Palmer blasted off with another power shot that carried 250 yards. Unfortunately, the shot hooked badly, finally bouncing out of bounds on the road. Then: Whammo! another Palmer shot, this time slicing over into the driving range…dropped another ball. Incredibly this ball too began curving left, falling into the street…Another ball and another slice…

 

1982 01 13 – UPI – Plaque says: R, R, L, L. – Palmer says: R, L, L, R

 

A permanent plaque describes the 12 as follows: "After hitting a perfect drive, Palmer sliced two balls into the driving range and followed with two hooks onto Patricia Avenue, which runs alongside the ninth fairway. He reached the green with his 10th shot and two-putted for his 12."

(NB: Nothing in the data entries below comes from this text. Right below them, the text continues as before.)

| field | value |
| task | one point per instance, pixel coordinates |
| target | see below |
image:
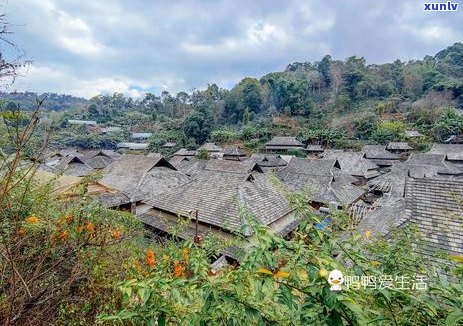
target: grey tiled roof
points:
(384, 219)
(98, 159)
(219, 194)
(379, 152)
(453, 152)
(210, 147)
(268, 160)
(233, 151)
(142, 177)
(141, 135)
(177, 160)
(184, 152)
(354, 163)
(314, 148)
(413, 133)
(398, 146)
(73, 165)
(435, 160)
(436, 208)
(323, 181)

Palmer, understandably, says he doesn’t remember all the details of the fateful day in the first round of the 1961 tournament. But he said the plaque is wrong. "After a pretty good drive, my next shot, a 3-wood, hit the top of the fence before going into the driving range,’ he said. ‘Then my next shot hooked over the fence. I think my next shot went left, too, then the next one went to the driving range again."

 

1983 01 13 – LA Times – Shav Glick – two right, two left

 

Palmer –  “ ‘The plaque is wrong, though, it wasn’t the first round, it was the second round.’ “

 

1987 07 18 – Washington Post – Arnold Palmer says: L, R, L, R.

 

"I took 12 on a par-5 in the L.A. Open once: I wanted to knock a 3-wood on the green, but put it out of bounds to the left. I hit it again and put it out of bounds on the right. Then the left again, and then the right again. A guy in the press asked me, `How’d you make 12?’ {Pause. Wink.} I said I missed a 20-foot putt for 11."

 

 

1990 10 25 – LA Times – Dan Hafner – Palmer says: R, L, R, L.?

 

It was Palmer’s last hole of the second round on Jan. 6, 1961. He drove the ball 275 yards up the middle of the fairway.

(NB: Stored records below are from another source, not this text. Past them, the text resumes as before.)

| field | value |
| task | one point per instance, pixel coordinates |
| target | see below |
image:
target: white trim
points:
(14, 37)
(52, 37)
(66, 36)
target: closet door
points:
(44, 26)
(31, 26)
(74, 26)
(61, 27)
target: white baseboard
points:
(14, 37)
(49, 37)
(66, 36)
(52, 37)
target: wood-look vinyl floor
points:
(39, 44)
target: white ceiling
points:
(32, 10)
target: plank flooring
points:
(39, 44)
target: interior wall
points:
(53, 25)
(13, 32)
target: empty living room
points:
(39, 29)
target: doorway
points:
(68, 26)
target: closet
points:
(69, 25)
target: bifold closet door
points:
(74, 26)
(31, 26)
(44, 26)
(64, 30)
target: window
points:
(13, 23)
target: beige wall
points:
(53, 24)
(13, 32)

"The plaque says it was the first round, but it was the second,‘ Palmer recalled. ‘I knew that I needed a birdie for a 68, and an eagle would put me close to the lead."

"I went for the green in two, using a three-wood. It soared over the fence into the driving range."

Asked why he didn’t then play it safe, Palmer said, "Well, I still had a chance to make par."

Palmer hit the next shot into the road on the left, then stubbornly hit two more out of bounds.

"I had to make a tough putt just to get my 12,’ he said, laughing. ‘Instead of being close to the lead, I missed the cut."

"I think you could say there was no lasting effect. I won the next two tournaments on the tour and then had three winning tournaments at Rancho in future years. I’ve always enjoyed playing there."

 

1991 04 07 – LA Times – Mal Florence – Palmer says: 4 balls out of bounds

 

He then proceeded to hit four balls out of bounds and missed the cut.

"I was devastated," he said. "I went to the VIP tent and ordered a beer. I was mulling over what happened, and J. Paul Getty was in there and he said. "How in the world could a player of your caliber do that?" I said, "Well, I missed a 20-foot putt for an 11."

 

1993 10 17 – OC Register – John Strege – Palmer says: R, R, L, L

 

Palmer put his drive in the fairway, then pushed his next two shots right, into the driving range. He hooked two shots out of bounds, onto Patricia Ave. He then hit the green and took two putts.

Later he was asked how he made 12.

"I missed a three-footer for 11,’ he said."